Discussion about exchanges between parties is nearly impossible to separate from discussions about the relationships between those parties. Parents will often limit what their children may spend their allowance on. Employers will limit what their employees may purchase when traveling. Fungibility provides one a way to discuss such examples. For example shop keepers are sometimes willing to sell you a gift certificate at a discount because it creates a marketing relationship.

Fungibility gives rise to a persistent puzzle of how to retain control after funding an activity. Consider the example of charitable giving. Donors would often prefer to earmark their donations for a particular purpose. That frustrates the recipents who would prefer to retain their freedom of action. Both sides can find this frustrating. The donor can be frustrated to discover the money he gave for a particular purpose wasn't spent as he desired, but yet the organization reduced its usual level of funding for that purpose shifting funds to other activities. This puzzle arises in all funding situations. For example, international development, venture capital, and children's lunch money.

Fungibility and open/closed systems

Beyond simple relationships fungibility can give rise to puzzles around groups.
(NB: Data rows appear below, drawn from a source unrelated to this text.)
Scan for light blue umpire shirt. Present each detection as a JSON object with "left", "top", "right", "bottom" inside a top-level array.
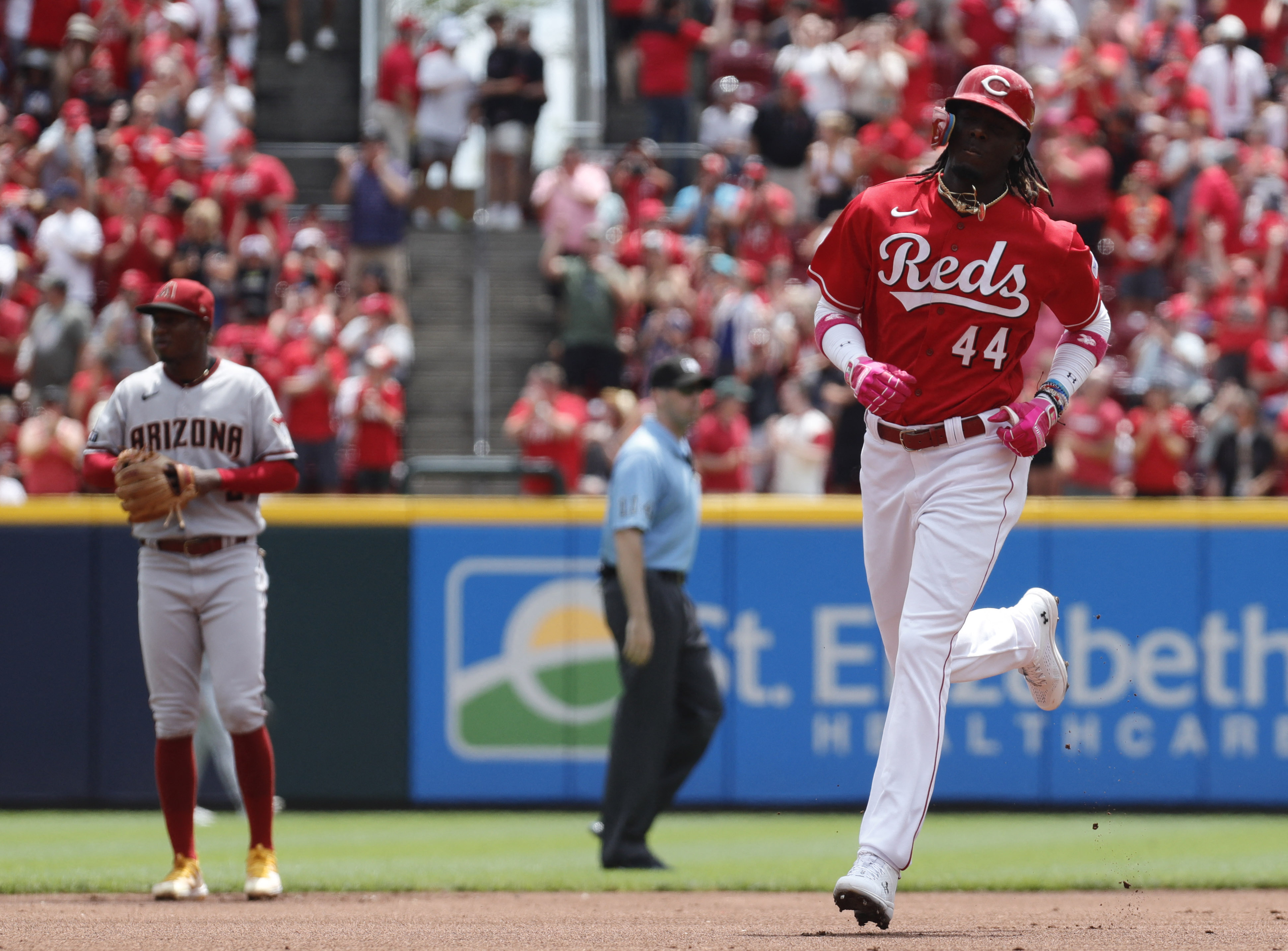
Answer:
[{"left": 599, "top": 416, "right": 702, "bottom": 573}]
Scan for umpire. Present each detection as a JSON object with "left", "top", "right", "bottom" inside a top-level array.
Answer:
[{"left": 595, "top": 357, "right": 724, "bottom": 868}]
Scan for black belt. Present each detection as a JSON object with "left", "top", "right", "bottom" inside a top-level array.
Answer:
[
  {"left": 877, "top": 416, "right": 988, "bottom": 452},
  {"left": 599, "top": 564, "right": 689, "bottom": 585}
]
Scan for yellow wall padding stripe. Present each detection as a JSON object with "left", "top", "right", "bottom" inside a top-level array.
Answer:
[{"left": 0, "top": 495, "right": 1288, "bottom": 528}]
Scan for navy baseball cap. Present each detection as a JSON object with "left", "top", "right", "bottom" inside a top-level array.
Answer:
[{"left": 648, "top": 357, "right": 712, "bottom": 393}]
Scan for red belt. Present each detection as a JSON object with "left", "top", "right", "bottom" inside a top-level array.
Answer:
[
  {"left": 139, "top": 535, "right": 250, "bottom": 558},
  {"left": 877, "top": 416, "right": 986, "bottom": 452}
]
Groups may take the decision to reduce fungiblity for planning purposes. For example: annual budgeting in hierarchical organizations reduces the organization's ability to move funds across the organization. A group may place tight controls on the fungiblity around their periphery. For example in a nation that provides numerous benefits for its citizens, currency controls are needed to collect the taxes that support those benefits, particularly at the nation's borders.

Fungibility can make it difficult to get a clear picture of what's really going on. Consider medical debt where conversion of medical debt into a different kind of debt, such as credit card debt, will mask the real amount of debt's origin from health care costs. For instance, an individual might pay for his or her emergency-room visit on a credit card, and therefore convert health care-generated debt into credit-card debt. The fungibility of medical debt is oftentimes more insidious, however. In many cases, individuals are forced to pay steep health plan deductibles as well as out-of-pocket co-payments to receive care. These high medical costs drive many people to delay paying other bills, like mortgage or utility payments, which cause them to incur debt.

Fungibility in science

In Does God Play Dice? The New Mathematics of Chaos, the mathematician Ian Stewart argues that fungibility applies to science as well. The example he uses is that subatomic particle theory is fungible when studying molecules "provided it led to the same general feature of a replicable molecule."

Another example is the concept of mass, either gravitational or inertial mass. Mass is fungible in all observationally consistent theories of gravitation. All compositions of matter fall identically in vacuum, including binding energies.